Voilà l’intégralité de la réponse du Gouvernement :


« Dans les départements et collectivités d’outre-mer, la lutte contre le chômage, et plus particulièrement le chômage des jeunes, constitue une priorité pour le Gouvernement, qui se traduit par le maintien de l’effort budgétaire consenti en ce domaine depuis ces dernières années, au travers notamment des contrats aidés.

Ainsi, 33.392 contrats d’accompagnement dans l’emploi (CAE) ont été ouverts en 2010 pour l’ensemble de l’outre-mer, dont 20 242 pour La Réunion.

Au total, ce sont 34 383 CAE qui ont été réalisés outre-mer, dont 22 269 à La Réunion, au titre de l’année 2010… »


Commentaires : la première réponse du gouvernement pour l’emploi des jeunes… c’est le CAE. Voilà comment le gouvernement présentait le CAE :

« Le contrat d’accès à l’emploi (CAE), réservé aux employeurs des départements d’Outre-mer et à la collectivité  territoriale de Saint-Pierre-et-Miquelon, est destiné à favoriser l’embauche de personnes rencontrant des difficultés  particulières d’accès à l’emploi.

La conclusion d’un CAE vous permet de bénéficier d’aides allouées par l’Etat et  d’exonérations de cotisations de Sécurité sociale ».

Le nombre de CAE, soit dit en passant, est insuffisant. Unique perspective pour des milliers de jeunes : un emploi dit aidé, un petit contrat.
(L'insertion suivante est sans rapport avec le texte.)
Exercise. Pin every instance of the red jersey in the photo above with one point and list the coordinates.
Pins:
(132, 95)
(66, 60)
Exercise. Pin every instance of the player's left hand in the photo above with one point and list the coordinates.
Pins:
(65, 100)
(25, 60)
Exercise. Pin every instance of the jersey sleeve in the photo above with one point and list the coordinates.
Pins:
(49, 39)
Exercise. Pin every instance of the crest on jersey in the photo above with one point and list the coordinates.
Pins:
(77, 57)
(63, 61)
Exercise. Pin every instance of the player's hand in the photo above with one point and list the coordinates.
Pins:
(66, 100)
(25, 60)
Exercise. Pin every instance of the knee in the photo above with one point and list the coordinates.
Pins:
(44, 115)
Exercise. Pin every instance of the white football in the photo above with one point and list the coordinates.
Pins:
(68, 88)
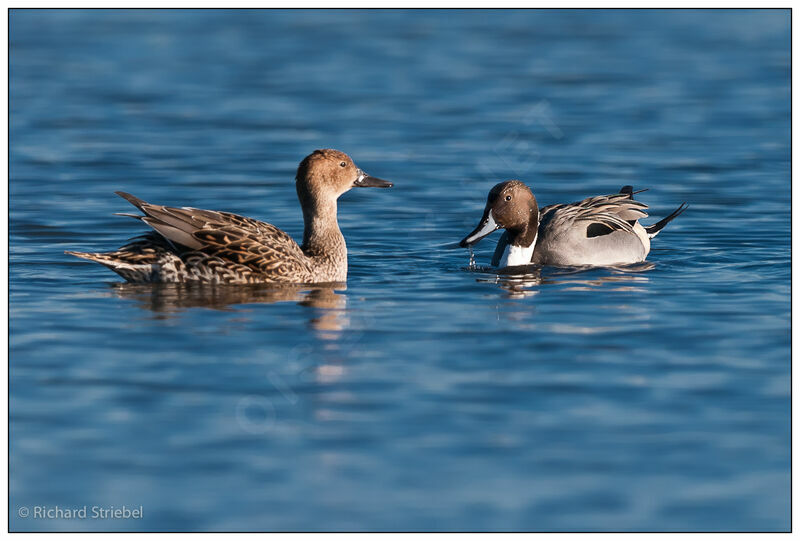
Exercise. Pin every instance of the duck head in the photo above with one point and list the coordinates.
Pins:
(329, 173)
(511, 206)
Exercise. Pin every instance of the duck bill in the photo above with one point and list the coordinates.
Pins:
(485, 228)
(366, 181)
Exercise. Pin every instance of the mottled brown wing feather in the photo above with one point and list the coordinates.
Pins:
(278, 258)
(253, 244)
(613, 211)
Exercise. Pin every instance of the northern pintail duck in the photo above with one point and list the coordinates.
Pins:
(193, 245)
(598, 231)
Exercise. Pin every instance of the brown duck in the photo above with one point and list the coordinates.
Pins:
(206, 246)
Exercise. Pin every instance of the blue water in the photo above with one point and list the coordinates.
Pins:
(424, 396)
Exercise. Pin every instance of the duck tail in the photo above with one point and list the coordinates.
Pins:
(628, 190)
(653, 230)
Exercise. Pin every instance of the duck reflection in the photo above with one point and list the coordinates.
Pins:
(523, 281)
(329, 315)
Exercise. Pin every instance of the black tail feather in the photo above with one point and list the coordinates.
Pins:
(652, 230)
(629, 190)
(133, 200)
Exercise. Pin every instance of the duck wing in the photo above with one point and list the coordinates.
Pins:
(599, 215)
(256, 245)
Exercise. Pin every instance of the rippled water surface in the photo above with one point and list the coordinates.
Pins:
(422, 396)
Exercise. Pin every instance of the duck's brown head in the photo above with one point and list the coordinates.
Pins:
(328, 172)
(510, 206)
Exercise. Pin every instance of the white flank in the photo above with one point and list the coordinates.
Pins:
(487, 228)
(517, 255)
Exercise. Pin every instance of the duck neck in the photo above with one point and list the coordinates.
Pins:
(524, 236)
(321, 235)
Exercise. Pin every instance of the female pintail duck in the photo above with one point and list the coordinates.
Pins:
(193, 245)
(598, 231)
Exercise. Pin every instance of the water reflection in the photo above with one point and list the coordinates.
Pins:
(328, 316)
(521, 282)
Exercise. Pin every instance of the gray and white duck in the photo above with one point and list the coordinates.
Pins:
(598, 231)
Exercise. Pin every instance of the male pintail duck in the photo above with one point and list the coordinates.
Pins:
(193, 245)
(598, 231)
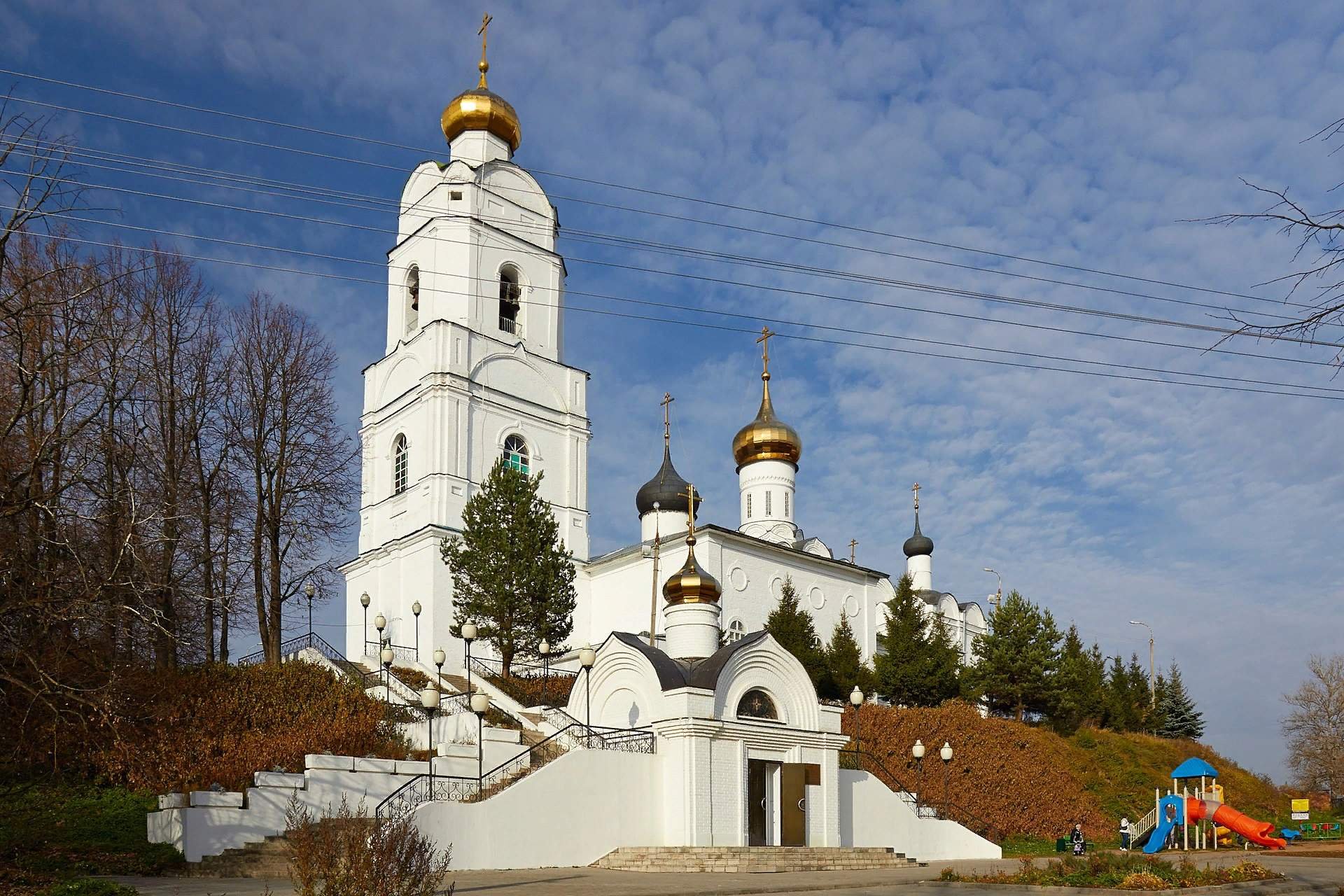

Quel avenir !


«…Cependant et comme le souligne l’honorable parlementaire, les jeunes actifs de moins de 25 ans restent les plus touchés par le chômage, et leur taux de chômage s’avère très lié à leur niveau de formation.

Aussi, et afin de favoriser l’insertion professionnelle des jeunes, le Gouvernement mène-t-il également une action particulière, destinée à améliorer leur employabilité, au travers de parcours de formation qualifiante, avec des mesures d’aide à la formation professionnelle en mobilité, d’une part, et de formation par l’alternance et de la professionnalisation, d’autre part.

Il importe de souligner que les conseils régionaux d’outre-mer ont une compétence d’attribution en matière de formation professionnelle… »


Commentaires : Une relation entre niveau de formation et chômage ? Peut-être, mais c’est une vision complètement restrictive de la situation.

Combien de jeunes avec Bac+3 ou Bac+5 sont au chômage ? La mobilité ? En fusionnant les dispositifs, ce qui, in fine, fait croire que les montants mobilisés sont les mêmes, alors qu’ils ont baissé.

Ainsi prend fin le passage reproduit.